In stark contrast to the apparent apathy of their male counterparts, the ladies are whole-heartedly embracing the chance to showcase their skills and, potentially, get their hands on an Olympic medal. Many see Olympic golf as a real way to increase the exposure of the women’s game and the fact that, to date, the only absentee will be South Africa’s Lee-Anne Pace demonstrates the palpable excitement for the Olympic journey ahead.
The format is a 72-hole strokeplay event, under the official rules of golf, for both the men and women. Golf chiefs have been criticised in many quarters over the decision to proceed with a strokeplay tournament. Many observers have labelled the choice as ‘unimaginative’ but, much to their dismay, the format we all see week-in-week-out remains in place.

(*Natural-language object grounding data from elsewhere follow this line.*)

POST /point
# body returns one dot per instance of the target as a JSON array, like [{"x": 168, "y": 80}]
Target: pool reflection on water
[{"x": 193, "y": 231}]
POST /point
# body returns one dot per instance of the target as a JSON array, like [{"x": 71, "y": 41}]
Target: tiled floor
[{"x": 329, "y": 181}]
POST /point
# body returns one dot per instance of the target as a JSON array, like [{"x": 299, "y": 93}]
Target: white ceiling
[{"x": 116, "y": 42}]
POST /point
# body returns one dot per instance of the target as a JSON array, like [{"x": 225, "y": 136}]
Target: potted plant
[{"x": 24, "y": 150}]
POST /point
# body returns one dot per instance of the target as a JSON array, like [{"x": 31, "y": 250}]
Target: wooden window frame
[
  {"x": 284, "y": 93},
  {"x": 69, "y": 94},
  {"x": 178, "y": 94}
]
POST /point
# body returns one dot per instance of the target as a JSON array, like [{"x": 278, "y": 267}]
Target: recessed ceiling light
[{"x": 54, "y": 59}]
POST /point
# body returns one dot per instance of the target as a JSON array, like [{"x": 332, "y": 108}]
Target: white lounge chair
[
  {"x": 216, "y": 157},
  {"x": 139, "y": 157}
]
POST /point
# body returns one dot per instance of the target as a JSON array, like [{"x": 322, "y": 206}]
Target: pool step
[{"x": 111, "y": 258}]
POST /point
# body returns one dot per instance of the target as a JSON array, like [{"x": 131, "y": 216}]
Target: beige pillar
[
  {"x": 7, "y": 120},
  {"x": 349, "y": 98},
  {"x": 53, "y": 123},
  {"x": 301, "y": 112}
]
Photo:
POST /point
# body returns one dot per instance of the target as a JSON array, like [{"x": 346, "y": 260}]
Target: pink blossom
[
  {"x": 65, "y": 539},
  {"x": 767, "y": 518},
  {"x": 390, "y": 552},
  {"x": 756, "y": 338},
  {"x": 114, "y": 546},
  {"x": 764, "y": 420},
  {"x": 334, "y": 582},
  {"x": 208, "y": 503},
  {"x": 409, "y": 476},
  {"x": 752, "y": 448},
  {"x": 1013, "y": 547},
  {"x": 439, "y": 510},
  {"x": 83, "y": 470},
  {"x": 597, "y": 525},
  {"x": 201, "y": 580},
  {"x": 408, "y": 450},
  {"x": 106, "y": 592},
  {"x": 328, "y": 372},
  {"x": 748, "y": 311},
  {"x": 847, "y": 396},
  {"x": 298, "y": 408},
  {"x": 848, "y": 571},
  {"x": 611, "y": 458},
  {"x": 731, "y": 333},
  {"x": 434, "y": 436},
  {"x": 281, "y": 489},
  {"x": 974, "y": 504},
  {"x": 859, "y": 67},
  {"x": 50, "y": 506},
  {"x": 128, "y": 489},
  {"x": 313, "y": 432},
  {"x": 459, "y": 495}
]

Should we have a tie for any of the first three positions, a three hole play-off will determine the medal winners.
The Olympics golf course, designed by Gil Hanse, is situated in the Barra da Tijuca region of Rio de Janeiro and has been built on the site of an old sand quarry. One intriguing feature of the course is that there is no rough (nor trees for that matter). The course is afforded the protection of 79 bunkers along with a native area comprised of grass and sand.
Given the description above, and the fact that the primary defence is a howling links-style wind, you may not be surprised by the fact that the Olympics course was inspired, in part, by the links course at Castle Stuart in Scotland which hosted this year’s AAM Scottish Open.
Intimidating shots are plentiful, possibly none more so than the tee shot on the third hole. A 351 yard par 4 may not sound worthy of any real trepidation but with water in play all the way down the left, and a hole which plays into the wind, it is not for the feint-hearted. A drivable green at times; risk and reward will be an intricate balancing act.
Men’s competition: It would be hard to think of a more deserving winner of gold for the men than Garcia. Criminal that he does not have a major to his name as yet and the Olympics just screams Sergio. Whether his game is sharp enough at the minute is another question altogether.
Gold: Sergio Garcia
Silver: Justin Rose
Bronze: Byeong Hun An
Women’s competition: The blistering current form of Thailand’s first ever major winner, and current British Open champion, Ariya Jutanugarn makes her the obvious choice to take home the gold.